Nachdem am 15. Oktober 2008 aufgrund von Protesten zur Hälfte errichtete Baul-Skulpturen abgerissen wurden, entflammten landesweit Proteste in Bangladesch. Seit Jahren ist in dem südasiatischen Land zu beobachten, dass radikal-konservative muslimische Kräfte Künstler und Intellektuelle attackieren und in ihrer Ausdrucksfreiheit einschränken. Der aus gleichen Kreisen verlangte Abriss der Baul-Skulpturen hat das Fass für viele zum Überlaufen gebracht. Aus dem anfänglichen Unmut entsteht momentan eine Protestbewegung von jungen Künstlern und Studenten.

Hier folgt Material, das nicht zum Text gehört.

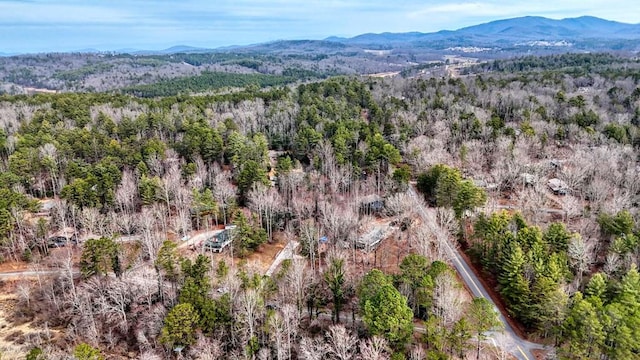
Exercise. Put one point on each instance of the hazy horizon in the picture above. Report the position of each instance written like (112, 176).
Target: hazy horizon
(31, 26)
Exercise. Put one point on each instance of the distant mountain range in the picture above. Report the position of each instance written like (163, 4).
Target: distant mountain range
(529, 30)
(516, 35)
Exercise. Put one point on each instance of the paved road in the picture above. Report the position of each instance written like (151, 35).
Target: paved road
(508, 339)
(30, 274)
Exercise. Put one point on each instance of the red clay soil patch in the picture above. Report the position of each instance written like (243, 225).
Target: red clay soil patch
(490, 284)
(266, 253)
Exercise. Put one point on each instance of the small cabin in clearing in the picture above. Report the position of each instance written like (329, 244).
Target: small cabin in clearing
(372, 204)
(219, 240)
(558, 186)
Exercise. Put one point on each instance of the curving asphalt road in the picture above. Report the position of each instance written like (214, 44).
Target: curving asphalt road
(509, 339)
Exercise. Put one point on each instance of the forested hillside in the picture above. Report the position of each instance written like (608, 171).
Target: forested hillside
(527, 165)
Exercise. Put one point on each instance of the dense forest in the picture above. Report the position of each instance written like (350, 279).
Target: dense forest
(137, 173)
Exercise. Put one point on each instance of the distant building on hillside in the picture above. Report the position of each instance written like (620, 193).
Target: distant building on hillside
(219, 240)
(372, 204)
(558, 186)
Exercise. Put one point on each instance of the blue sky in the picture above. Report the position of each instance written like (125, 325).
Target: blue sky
(67, 25)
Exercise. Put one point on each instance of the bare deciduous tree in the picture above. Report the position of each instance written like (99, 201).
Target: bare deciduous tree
(341, 343)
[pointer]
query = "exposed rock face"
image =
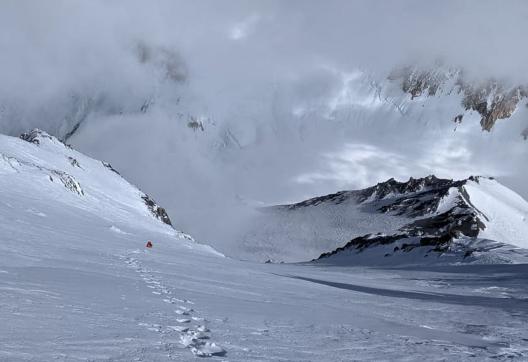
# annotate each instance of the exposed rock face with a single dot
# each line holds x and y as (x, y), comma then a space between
(492, 99)
(156, 210)
(35, 136)
(68, 181)
(436, 225)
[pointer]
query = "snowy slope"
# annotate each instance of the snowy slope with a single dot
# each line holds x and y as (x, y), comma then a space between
(428, 212)
(77, 284)
(277, 143)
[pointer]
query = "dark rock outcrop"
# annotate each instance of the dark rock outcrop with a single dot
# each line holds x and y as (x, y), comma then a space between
(491, 99)
(156, 210)
(419, 199)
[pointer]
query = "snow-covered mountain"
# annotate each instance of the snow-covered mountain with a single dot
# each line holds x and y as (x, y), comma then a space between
(78, 284)
(434, 215)
(63, 212)
(208, 157)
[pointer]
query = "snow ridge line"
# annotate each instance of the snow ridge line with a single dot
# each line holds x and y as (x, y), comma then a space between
(191, 328)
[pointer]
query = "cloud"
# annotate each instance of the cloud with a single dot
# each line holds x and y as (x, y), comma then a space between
(288, 93)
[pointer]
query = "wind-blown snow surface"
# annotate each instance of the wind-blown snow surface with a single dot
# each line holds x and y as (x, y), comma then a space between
(77, 284)
(471, 210)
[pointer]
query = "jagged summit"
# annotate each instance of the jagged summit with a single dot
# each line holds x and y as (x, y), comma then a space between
(441, 213)
(491, 98)
(426, 212)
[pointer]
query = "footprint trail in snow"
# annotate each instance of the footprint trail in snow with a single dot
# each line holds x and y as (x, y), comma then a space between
(193, 333)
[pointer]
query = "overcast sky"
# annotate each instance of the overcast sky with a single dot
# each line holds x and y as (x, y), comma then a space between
(249, 68)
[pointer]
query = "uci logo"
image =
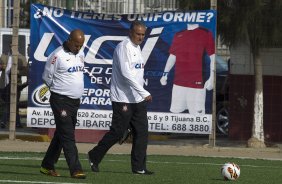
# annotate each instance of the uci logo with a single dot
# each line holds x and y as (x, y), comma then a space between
(41, 95)
(92, 56)
(139, 65)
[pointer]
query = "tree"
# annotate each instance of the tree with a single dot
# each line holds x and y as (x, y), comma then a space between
(258, 23)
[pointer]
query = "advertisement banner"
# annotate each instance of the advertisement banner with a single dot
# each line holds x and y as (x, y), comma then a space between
(179, 52)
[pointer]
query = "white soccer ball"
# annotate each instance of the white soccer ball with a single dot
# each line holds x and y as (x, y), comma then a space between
(230, 171)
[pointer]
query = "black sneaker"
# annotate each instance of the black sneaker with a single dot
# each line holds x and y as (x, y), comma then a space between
(94, 167)
(126, 134)
(78, 175)
(143, 172)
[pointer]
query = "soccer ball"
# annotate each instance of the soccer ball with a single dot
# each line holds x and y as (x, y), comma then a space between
(230, 171)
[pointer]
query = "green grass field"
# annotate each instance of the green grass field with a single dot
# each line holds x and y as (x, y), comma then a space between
(115, 169)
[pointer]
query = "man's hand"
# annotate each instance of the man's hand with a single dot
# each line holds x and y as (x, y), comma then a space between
(148, 98)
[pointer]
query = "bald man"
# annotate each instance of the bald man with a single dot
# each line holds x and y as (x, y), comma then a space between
(63, 74)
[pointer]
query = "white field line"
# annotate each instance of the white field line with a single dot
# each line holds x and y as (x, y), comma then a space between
(38, 182)
(152, 162)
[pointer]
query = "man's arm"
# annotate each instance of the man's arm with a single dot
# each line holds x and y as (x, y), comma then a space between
(49, 69)
(169, 64)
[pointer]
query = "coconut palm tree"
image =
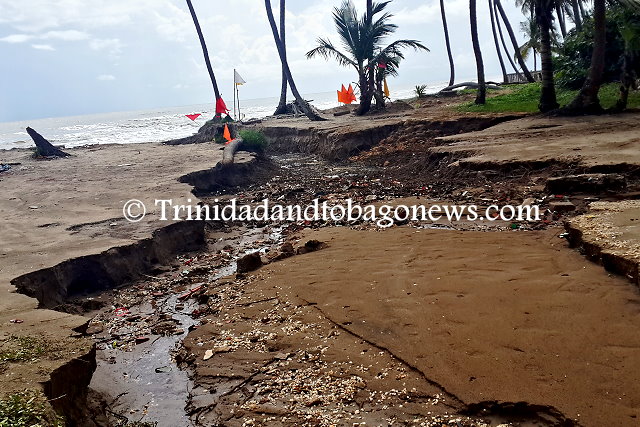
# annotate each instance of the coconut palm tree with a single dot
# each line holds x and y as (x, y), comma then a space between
(304, 105)
(452, 68)
(531, 31)
(481, 98)
(282, 105)
(206, 54)
(497, 42)
(514, 41)
(587, 100)
(362, 39)
(504, 44)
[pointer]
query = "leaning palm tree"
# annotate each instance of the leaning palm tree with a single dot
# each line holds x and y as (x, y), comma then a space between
(282, 105)
(587, 100)
(514, 41)
(531, 32)
(452, 68)
(481, 98)
(362, 39)
(206, 55)
(302, 104)
(505, 79)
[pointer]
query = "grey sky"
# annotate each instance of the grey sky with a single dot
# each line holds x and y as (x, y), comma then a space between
(76, 57)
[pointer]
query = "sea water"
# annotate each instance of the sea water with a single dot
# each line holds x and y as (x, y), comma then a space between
(155, 125)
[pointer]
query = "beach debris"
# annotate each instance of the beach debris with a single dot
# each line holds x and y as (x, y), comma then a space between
(249, 263)
(43, 147)
(562, 207)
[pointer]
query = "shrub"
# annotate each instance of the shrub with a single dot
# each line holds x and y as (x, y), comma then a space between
(253, 140)
(28, 409)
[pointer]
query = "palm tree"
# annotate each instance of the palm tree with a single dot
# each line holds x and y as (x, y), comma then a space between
(206, 54)
(587, 100)
(304, 106)
(452, 78)
(560, 16)
(514, 41)
(497, 42)
(576, 15)
(282, 105)
(481, 98)
(362, 38)
(544, 17)
(504, 44)
(531, 31)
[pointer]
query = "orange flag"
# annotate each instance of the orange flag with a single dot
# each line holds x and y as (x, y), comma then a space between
(227, 134)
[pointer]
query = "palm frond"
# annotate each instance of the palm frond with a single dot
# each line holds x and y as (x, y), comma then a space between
(327, 50)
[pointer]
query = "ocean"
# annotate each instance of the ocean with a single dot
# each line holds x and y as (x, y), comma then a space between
(156, 125)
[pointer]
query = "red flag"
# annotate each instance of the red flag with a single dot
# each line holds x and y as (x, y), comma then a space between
(227, 134)
(221, 107)
(352, 95)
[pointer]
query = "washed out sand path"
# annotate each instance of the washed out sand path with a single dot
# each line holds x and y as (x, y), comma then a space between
(507, 317)
(57, 210)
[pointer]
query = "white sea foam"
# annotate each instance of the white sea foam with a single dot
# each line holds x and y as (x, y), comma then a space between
(156, 125)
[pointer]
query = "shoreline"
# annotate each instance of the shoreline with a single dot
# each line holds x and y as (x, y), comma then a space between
(386, 141)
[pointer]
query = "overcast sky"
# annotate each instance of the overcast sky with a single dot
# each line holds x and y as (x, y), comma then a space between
(72, 57)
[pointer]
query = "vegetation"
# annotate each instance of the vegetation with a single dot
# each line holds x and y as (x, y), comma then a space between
(253, 140)
(420, 91)
(524, 98)
(28, 409)
(363, 39)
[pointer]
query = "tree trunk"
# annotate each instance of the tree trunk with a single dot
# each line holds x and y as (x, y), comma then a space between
(452, 77)
(587, 100)
(306, 109)
(514, 41)
(282, 105)
(43, 147)
(577, 18)
(366, 91)
(481, 98)
(497, 42)
(561, 21)
(548, 100)
(205, 52)
(504, 44)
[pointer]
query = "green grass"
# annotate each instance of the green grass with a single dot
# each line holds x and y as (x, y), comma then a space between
(22, 349)
(524, 98)
(28, 409)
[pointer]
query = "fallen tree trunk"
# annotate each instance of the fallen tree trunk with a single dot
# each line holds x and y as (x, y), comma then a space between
(43, 147)
(469, 85)
(230, 150)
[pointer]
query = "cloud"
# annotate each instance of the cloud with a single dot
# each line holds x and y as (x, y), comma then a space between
(112, 46)
(16, 38)
(43, 47)
(67, 35)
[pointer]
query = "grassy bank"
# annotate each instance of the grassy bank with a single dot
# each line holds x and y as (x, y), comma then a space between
(524, 98)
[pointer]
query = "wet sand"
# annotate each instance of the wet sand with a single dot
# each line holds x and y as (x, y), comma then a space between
(504, 317)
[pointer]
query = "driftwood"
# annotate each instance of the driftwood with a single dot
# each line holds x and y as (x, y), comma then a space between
(44, 147)
(469, 85)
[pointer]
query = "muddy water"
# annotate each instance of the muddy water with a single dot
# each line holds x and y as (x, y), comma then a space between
(144, 384)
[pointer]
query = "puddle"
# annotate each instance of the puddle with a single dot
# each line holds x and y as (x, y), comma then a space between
(142, 383)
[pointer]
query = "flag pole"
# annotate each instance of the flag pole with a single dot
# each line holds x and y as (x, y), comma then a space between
(239, 113)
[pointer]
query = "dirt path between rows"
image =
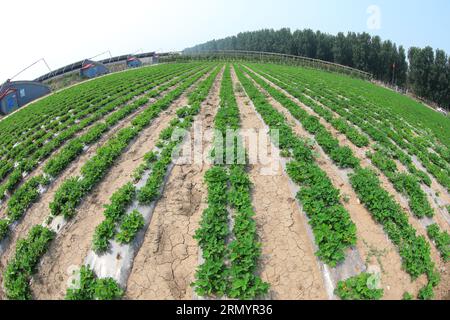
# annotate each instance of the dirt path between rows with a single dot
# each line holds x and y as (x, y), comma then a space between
(372, 243)
(288, 261)
(73, 244)
(165, 266)
(89, 217)
(39, 169)
(40, 210)
(437, 194)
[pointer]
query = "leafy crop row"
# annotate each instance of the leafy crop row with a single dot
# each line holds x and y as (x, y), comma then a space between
(229, 268)
(125, 227)
(441, 239)
(37, 149)
(73, 190)
(359, 287)
(332, 227)
(414, 250)
(90, 287)
(29, 192)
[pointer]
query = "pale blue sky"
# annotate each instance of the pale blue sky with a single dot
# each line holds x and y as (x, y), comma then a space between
(66, 31)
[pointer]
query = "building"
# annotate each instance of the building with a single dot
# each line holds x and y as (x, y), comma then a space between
(92, 69)
(133, 62)
(15, 94)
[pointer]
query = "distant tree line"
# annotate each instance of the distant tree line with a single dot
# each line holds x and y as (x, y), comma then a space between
(427, 74)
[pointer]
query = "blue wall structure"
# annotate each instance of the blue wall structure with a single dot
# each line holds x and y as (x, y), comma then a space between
(92, 69)
(16, 94)
(133, 62)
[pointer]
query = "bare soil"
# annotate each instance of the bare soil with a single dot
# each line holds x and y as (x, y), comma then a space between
(165, 266)
(288, 262)
(372, 243)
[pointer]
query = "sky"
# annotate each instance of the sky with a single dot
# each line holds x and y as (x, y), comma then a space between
(67, 31)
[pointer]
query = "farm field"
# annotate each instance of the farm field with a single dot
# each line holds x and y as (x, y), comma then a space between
(351, 201)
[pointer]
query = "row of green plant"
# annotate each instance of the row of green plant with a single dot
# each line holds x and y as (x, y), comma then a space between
(74, 189)
(414, 250)
(23, 265)
(333, 229)
(404, 183)
(83, 112)
(29, 192)
(346, 109)
(230, 258)
(376, 121)
(360, 287)
(441, 239)
(117, 225)
(65, 109)
(89, 287)
(31, 159)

Wieder einmal haben sich bangladeschische Behörden dem Willen einer radikalen islamischen Gruppe gebeugt, und deren Forderung erfüllt. Die nur zur Hälfte fertig gestellte Darstellung von fünf Bauls[1], unter denen einige angeblich auch den Baul-Guru Lalon erkannten, von dem jedoch keine Abbildungen existieren, wurde vollständig abgerissen. Auch wenn unklar ist, wie viele Personen sich für den Abriss der Baul-Skulpturen aussprachen, scheinen die Proteste hiergegen und die Forderung für einen Wiederaufbau deutlich größer zu sein.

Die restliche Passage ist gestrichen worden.